Effect of building direction on the microstructure and tensile properties of Ti-48Al-2Cr-2Nb alloy additively manufactured by electron beam melting

• Published in: Additive manufacturing Vol. 13; pp. 61 - 70
• Main Authors: Todai, Mitsuharu, Nakano, Takayoshi, Liu, Tianqi, Yasuda, Hiroyuki Y., Hagihara, Koji, Cho, Ken, Ueda, Minoru, Takeyama, Masao
• Format: Journal Article
• Language: English
• Published: Elsevier B.V 01.01.2017
• Subjects: Additive manufacturing; Electron beam melting (EBM); Microstructure; Tensile test; Titanium aluminides; Titanium aluminides; Additive manufacturing; Microstructure; Tensile test; Electron beam melting (EBM)

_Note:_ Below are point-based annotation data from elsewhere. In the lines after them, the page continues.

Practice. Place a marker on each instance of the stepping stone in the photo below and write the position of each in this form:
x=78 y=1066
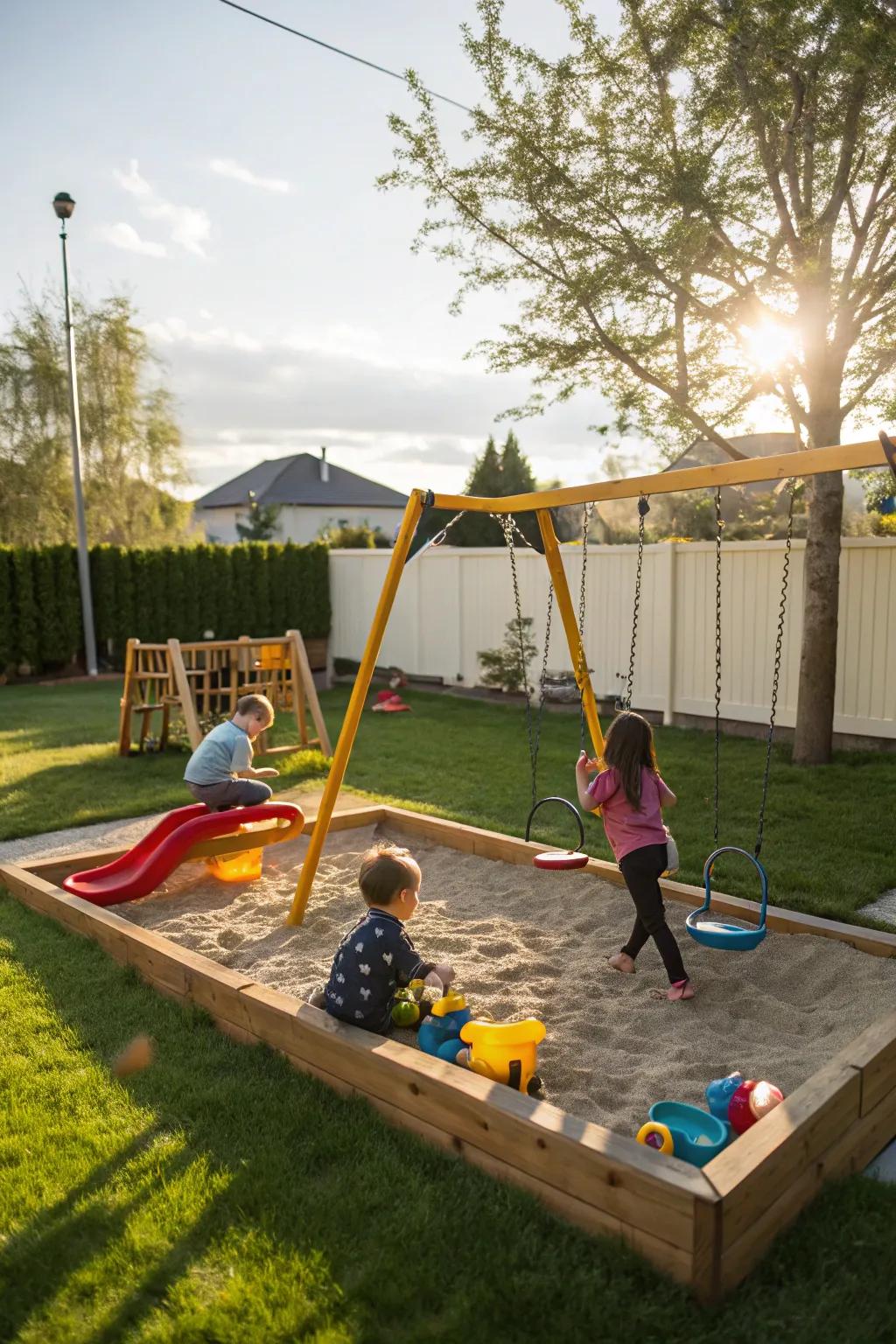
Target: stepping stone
x=881 y=909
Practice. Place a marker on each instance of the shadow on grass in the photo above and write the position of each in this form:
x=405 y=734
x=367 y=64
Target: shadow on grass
x=379 y=1234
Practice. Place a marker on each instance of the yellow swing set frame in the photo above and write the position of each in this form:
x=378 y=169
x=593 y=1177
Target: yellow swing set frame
x=780 y=466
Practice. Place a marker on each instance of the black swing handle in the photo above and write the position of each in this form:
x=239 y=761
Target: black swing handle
x=564 y=802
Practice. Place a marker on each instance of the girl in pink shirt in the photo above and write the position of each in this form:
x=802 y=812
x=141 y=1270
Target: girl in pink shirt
x=630 y=794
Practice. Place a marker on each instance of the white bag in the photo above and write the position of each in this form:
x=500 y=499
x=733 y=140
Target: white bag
x=672 y=854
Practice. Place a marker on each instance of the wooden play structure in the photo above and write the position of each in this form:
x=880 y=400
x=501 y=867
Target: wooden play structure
x=705 y=1226
x=203 y=680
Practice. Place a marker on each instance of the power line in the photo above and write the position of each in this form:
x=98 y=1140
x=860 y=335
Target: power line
x=339 y=52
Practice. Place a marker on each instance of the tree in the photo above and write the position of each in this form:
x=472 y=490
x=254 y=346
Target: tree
x=699 y=218
x=262 y=522
x=132 y=451
x=492 y=474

• ISSN: 2214-8604; 2214-7810
• DOI: 10.1016/j.addma.2016.11.001

[Display omitted] •Control of microstructure in a TiAl alloy was conducted by electron beam melting (82/85).•An unique layered microstructure was created by the proposed EBM process (74/85).•The room temperature ductility was greater than 2% under an appropriate condition (83/85).•As-EBM specimens exhibited high yield strength and good ductility at 800°C (76/85). This paper clarified a novel strategy to improve the tensile properties of the Ti-48Al-2Cr-2Nb alloys fabricated by electron beam melting (EBM), via the finding of the development of unique layered microstructure composed of duplex-like fine grains layers and coarser γ grains layers. It was clarified that the mechanical properties of the alloy fabricated by EBM can be controlled by varying an angle θ between EBM-building directions and stress loading direction. At room temperature, the yield strength exhibits high values more than 550MPa at all the loading orientations investigated (θ=0, 45 and 90°). In addition, the elongation at θ=45° was surprisingly larger than 2%, owing to the development of this unique layered microstructure. The anisotropy of the yield strength decreased with increasing temperature. All the examined alloys exhibited a brittle-ductile transition temperature of approximately 750°C and the yield strength and tensile elongation at 800°C were over 350MPa and 40%, respectively. By the detailed observation of the microstructure, the formation mechanism of the unique layered microstructure was found to be closely related to the repeated local heat treatment effect during the EBM process, and thus its control is further possible by the tuning-up of the process parameters. The results demonstrate that the EBM process enables not only the fabrication of TiAl products with complex shape but also the control of the tensile properties associated with the peculiar microstructure formed during the process.